« C’est comme une nouvelle religion. »
Se déroulant dans un futur qui n’existe pas encore, Notes from Eremocene questionne le modèle techno-optimiste idéal qui s’offre à nous.
D’un point de vue curieux, ludique et critique, la cinéaste Viera Čákanyová explore le potentiel de la technologie blockchain et de l’intelligence artificielle pour faire face aux problèmes mondiaux complexes que nous, les humains, créons – le changement climatique et la crise de la démocratie représentative.
Combinant des séquences de films diaristiques avec des images de scanneur 3D, Čákanyová souligne avec poésie et force la tension inhérente entre l’avenir analogique et numérique de l’humanité.

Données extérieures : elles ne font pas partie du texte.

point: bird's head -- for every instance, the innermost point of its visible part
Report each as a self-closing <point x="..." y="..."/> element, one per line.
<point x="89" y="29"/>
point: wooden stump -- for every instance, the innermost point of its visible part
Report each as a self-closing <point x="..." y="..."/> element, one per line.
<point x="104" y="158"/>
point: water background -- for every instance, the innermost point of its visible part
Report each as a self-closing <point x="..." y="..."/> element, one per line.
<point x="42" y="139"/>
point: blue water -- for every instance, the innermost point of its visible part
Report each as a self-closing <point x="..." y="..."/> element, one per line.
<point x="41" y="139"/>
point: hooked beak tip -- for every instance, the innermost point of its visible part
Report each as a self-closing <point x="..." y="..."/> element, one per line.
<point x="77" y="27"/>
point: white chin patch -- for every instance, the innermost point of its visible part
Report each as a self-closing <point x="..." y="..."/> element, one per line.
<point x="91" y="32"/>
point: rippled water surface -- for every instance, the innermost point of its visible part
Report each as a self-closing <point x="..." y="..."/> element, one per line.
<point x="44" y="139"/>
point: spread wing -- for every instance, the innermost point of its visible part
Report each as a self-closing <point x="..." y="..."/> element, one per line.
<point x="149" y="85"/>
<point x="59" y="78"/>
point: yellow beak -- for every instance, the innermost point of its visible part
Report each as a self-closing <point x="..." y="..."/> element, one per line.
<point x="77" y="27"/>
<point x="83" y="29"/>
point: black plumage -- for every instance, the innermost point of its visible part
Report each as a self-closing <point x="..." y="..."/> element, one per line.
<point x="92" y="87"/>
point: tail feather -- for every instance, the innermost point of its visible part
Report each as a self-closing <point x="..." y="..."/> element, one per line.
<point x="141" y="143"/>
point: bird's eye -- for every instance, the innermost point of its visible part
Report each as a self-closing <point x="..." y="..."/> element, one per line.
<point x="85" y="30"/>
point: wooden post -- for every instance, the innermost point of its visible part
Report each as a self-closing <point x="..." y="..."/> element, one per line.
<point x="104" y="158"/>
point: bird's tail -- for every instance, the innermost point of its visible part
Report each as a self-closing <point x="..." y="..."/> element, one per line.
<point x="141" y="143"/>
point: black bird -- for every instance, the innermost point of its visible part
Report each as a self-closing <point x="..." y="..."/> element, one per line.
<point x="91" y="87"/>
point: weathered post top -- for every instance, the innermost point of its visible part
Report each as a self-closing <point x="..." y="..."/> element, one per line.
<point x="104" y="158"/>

Notes from Eremocene explore un avenir dystopique où les technologies numériques sont devenues hors de contrôle, tandis que la biodiversité s’atrophie. Je ne vais pas mentir. Cette œuvre profondément personnelle de Viera Čákanyová et qui s’appuie sur une conversation fictive avec son futur clone virtuel est par moment long et un peu ennuyant.
Cela étant dit, le film offre une fenêtre sur un monde dans lequel les solutions technologiques conçues par l’humanité pour maintenir son existence présentent des inconvénients majeurs et inattendus. Une réalité qu’on entrevoit déjà avec les arrivées massives des intelligences artificielles et les assistants virtuels. Ne dit-on pas que ChatGPT est en train de changer le monde tel qu’on le connaît?

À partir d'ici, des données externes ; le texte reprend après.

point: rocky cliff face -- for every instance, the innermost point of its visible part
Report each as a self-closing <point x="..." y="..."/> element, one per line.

Guidée par une sensibilité et une généreuse curiosité, cette œuvre singulière déploie une expérience esthétique et narrative qui incarne une réflexion à la fois cérébrale et pertinente.
Certains extraits sont assez frappants, dont celui où on entend celui qui serait l’inventeur de la Blockchain raconter qu’il regrette son invention.
« I couldn’t have foreseen all of the implications of my inventions. It was beyond everyone’s imagination… » [Je n’aurais pas pu prévoir toutes les implications de mes inventions. Cela dépassait l’imagination de tout le monde…]
Peut-on parier que les gens de OpenAI diront éventuellement la même chose?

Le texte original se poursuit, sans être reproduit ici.